I know when he is meddling because his meddling never feels like an invasion. It feels like an opportunity to see life unfold. Skillfully and delicately he takes hold and refashions everything the darkness came to destroy. Somehow He continually, without ceasing, takes the evil and corruption of this world and turns it into something utterly remarkable.

Jesus showed us that sickness will never have a place in the kingdom of God but every morning my first baby, the one who taught me how big love could be, comes in my room every morning and says, “Mommy, am I going back to the hospital? Do you think I’m going to die?” Because she keeps getting sick and we aren’t sure why.

We are changing the narrative, because words matter. What we place our hope in matters. And what our God says matters most of all. I can say beyond a shadow of a doubt that no amount of darkness could ever defeat what God has built within our lives and my head tends to know that but, my heart is still catching up. I find myself constantly searching for some kernel of truth because without it I feel as though I will be swallowed into the ground below. Overtaken by the what ifs and fear that looms my mind with every unanswered question, he is there. Throughout every trial we have endured recently a deep trust has sprouted and that trust has been what has gotten us through.
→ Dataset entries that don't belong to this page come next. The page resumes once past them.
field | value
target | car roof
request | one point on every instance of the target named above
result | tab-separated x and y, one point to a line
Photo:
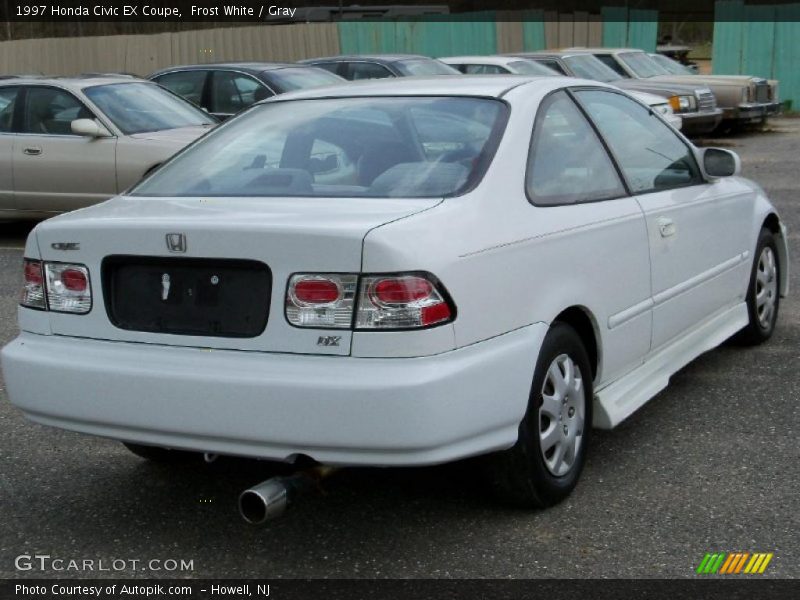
545	54
381	58
492	86
602	50
487	60
77	82
250	67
This summer our oldest daughter had a week long hospital stay, half of which was spent in ICU. Eric stayed at the hospital and I stayed home with our two younger girls.The week was heart wrenching, but it also showed me how little I trusted God and honestly my husband with our family. I tend to think everything is up to me. It is all me. “I make or break these kids” which in turn was slowly breaking me.
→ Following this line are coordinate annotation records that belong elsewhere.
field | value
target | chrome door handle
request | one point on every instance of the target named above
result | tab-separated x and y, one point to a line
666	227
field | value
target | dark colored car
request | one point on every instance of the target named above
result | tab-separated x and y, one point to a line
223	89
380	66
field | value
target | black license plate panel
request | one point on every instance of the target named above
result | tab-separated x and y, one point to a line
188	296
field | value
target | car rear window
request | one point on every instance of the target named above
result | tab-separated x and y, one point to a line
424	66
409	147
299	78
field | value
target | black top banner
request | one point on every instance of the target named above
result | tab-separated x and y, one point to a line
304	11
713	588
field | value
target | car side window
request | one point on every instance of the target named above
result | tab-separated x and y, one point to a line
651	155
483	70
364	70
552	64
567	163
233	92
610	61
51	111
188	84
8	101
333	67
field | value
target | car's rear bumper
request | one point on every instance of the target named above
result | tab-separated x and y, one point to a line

I realized with the force of ten thousand bricks, that my babies have never just been my babies. That realization alone freed my heart enough space to stop white knuckling everything in my life and let Eric do what was truly best for our family. I was able to let God into areas I closed off years ago and I was able to hand over the places hardest for me to give up. The places where I lack any power at all.

In the places where my desire for control looks comical in comparison or in the places I am too small to stand, God’s dominion and sovereignty will always surpass my own.

I have since stopped praying for blessing because blessing will always come. Now, I pray to notice the Spirit within me. I pray to sit with a stillness that allows me to hear the heart of the Father. I want to be so close, to listen so clearly, that I find the contentment I long for every time my heart craves a deeper calm this world could never offer.